A história da proibição de drogas se cruza com a história do racismo que constituiu o Brasil. Mesmo antes das proibições que se iniciaram na segunda década do século XX, vários elementos desta política já vigoravam no país, sempre no sentido de criminalizar e justificar o encarceramento e o genocídio da população negra. Portanto, a política de guerra às drogas é um completo sucesso no que ela se propõe a ser, que é de controle da população negra no Brasil e legitimação das ações genocidas do Estado contra essa população. Logo, é impossível pensar numa luta pela legalização das drogas, ou em um antiproibicionismo que não inclua nessa própria luta o antirracismo como questão central. Dos escravos que pitavam o pango em 1830 no Rio de Janeiro ao aviãozinho que vende uma paranga na esquina da tua quebrada, não existe proibição sem pessoas negras pagando a conta. Não deve existir legalização, portanto, sem essa mesma população viva e livre.
Pela legalização da vida, vidas negras importam!

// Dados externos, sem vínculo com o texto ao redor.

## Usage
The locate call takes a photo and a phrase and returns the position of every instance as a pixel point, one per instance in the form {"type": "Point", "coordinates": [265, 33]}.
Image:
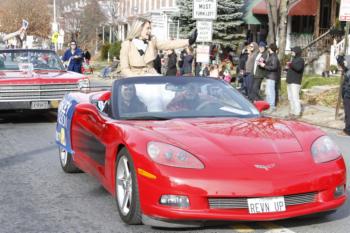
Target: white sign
{"type": "Point", "coordinates": [204, 9]}
{"type": "Point", "coordinates": [203, 53]}
{"type": "Point", "coordinates": [159, 26]}
{"type": "Point", "coordinates": [205, 31]}
{"type": "Point", "coordinates": [29, 41]}
{"type": "Point", "coordinates": [344, 14]}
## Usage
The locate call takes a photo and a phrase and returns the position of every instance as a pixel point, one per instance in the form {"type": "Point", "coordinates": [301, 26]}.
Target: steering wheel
{"type": "Point", "coordinates": [42, 66]}
{"type": "Point", "coordinates": [208, 103]}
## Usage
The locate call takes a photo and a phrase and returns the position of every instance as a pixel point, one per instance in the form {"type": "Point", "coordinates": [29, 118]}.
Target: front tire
{"type": "Point", "coordinates": [66, 161]}
{"type": "Point", "coordinates": [126, 189]}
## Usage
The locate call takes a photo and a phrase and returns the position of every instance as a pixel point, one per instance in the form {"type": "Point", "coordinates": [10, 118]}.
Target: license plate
{"type": "Point", "coordinates": [40, 105]}
{"type": "Point", "coordinates": [266, 205]}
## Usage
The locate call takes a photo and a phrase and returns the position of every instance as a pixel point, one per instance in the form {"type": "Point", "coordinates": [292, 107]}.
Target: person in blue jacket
{"type": "Point", "coordinates": [73, 57]}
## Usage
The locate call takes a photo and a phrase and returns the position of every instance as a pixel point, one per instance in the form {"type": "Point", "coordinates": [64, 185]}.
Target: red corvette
{"type": "Point", "coordinates": [35, 79]}
{"type": "Point", "coordinates": [181, 151]}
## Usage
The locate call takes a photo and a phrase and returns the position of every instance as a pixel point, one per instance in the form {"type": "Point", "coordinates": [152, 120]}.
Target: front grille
{"type": "Point", "coordinates": [35, 92]}
{"type": "Point", "coordinates": [242, 203]}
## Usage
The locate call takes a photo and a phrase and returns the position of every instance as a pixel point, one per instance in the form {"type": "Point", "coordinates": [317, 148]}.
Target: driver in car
{"type": "Point", "coordinates": [188, 100]}
{"type": "Point", "coordinates": [130, 103]}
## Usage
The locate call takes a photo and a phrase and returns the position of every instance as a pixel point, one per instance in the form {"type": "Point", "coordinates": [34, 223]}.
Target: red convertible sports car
{"type": "Point", "coordinates": [35, 79]}
{"type": "Point", "coordinates": [179, 152]}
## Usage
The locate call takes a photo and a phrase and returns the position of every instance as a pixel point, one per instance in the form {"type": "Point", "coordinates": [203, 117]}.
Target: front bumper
{"type": "Point", "coordinates": [200, 190]}
{"type": "Point", "coordinates": [24, 105]}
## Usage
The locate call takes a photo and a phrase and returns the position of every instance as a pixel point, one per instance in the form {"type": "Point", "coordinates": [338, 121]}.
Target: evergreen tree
{"type": "Point", "coordinates": [227, 30]}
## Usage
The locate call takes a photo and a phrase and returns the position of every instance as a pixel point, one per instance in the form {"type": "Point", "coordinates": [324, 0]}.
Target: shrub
{"type": "Point", "coordinates": [114, 50]}
{"type": "Point", "coordinates": [310, 81]}
{"type": "Point", "coordinates": [333, 69]}
{"type": "Point", "coordinates": [104, 51]}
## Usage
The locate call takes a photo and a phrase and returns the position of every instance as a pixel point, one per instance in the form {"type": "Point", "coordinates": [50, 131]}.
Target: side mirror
{"type": "Point", "coordinates": [105, 96]}
{"type": "Point", "coordinates": [261, 105]}
{"type": "Point", "coordinates": [90, 109]}
{"type": "Point", "coordinates": [101, 101]}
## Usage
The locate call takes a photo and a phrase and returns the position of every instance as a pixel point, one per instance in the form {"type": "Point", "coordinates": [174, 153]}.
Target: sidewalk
{"type": "Point", "coordinates": [314, 114]}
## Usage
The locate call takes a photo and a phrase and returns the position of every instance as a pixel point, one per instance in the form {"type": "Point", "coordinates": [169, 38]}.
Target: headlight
{"type": "Point", "coordinates": [83, 83]}
{"type": "Point", "coordinates": [169, 155]}
{"type": "Point", "coordinates": [324, 150]}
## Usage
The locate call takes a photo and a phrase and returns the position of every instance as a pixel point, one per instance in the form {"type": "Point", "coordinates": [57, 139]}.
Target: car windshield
{"type": "Point", "coordinates": [172, 97]}
{"type": "Point", "coordinates": [29, 59]}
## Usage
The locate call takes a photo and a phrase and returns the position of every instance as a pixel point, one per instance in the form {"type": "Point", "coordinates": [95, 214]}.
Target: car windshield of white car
{"type": "Point", "coordinates": [27, 60]}
{"type": "Point", "coordinates": [169, 97]}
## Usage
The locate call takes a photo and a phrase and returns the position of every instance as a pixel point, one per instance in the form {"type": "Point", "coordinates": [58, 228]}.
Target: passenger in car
{"type": "Point", "coordinates": [129, 102]}
{"type": "Point", "coordinates": [188, 100]}
{"type": "Point", "coordinates": [140, 49]}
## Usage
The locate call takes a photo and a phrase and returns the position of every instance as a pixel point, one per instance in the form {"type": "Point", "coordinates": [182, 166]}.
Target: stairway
{"type": "Point", "coordinates": [319, 46]}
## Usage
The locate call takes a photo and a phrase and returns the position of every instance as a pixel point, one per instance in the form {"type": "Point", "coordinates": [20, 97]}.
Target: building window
{"type": "Point", "coordinates": [146, 5]}
{"type": "Point", "coordinates": [172, 30]}
{"type": "Point", "coordinates": [303, 24]}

[1] DÓRIA, Rodrigues. “Os fumadores de maconha: efeitos e males do vício.” In: MACONHA. Coletânea de Trabalhos Brasileiros. Rio de Janeiro: Serviço Nacional de Educação Sanitária, Ministério da Saúde, 1958, 2ª edição, p. 14.
[2] CHALHOUB, Sidney. Cidade febril: cortiços e epidemias na Corte Imperial. São Paulo: Companhia das Letras, 1996, p. 25
[3] DÓRIA, Rodrigues. “Os fumadores de maconha: efeitos e males do vício.” In: MACONHA. Coletânea de Trabalhos Brasileiros. Rio de Janeiro: Serviço Nacional de Educação Sanitária, Ministério da Saúde, 1958, 2ª edição, p. 9.
Referências:
CHALHOUB, Sidney. Cidade febril: cortiços e epidemias na Corte Imperial. São Paulo: Companhia das Letras, 1996.
DÓRIA, Rodrigues. “Os fumadores de maconha: efeitos e males do vício.” In: MACONHA. Coletânea de Trabalhos Brasileiros. Rio de Janeiro: Serviço Nacional de Educação Sanitária, Ministério da Saúde, 1958, 2ª edição.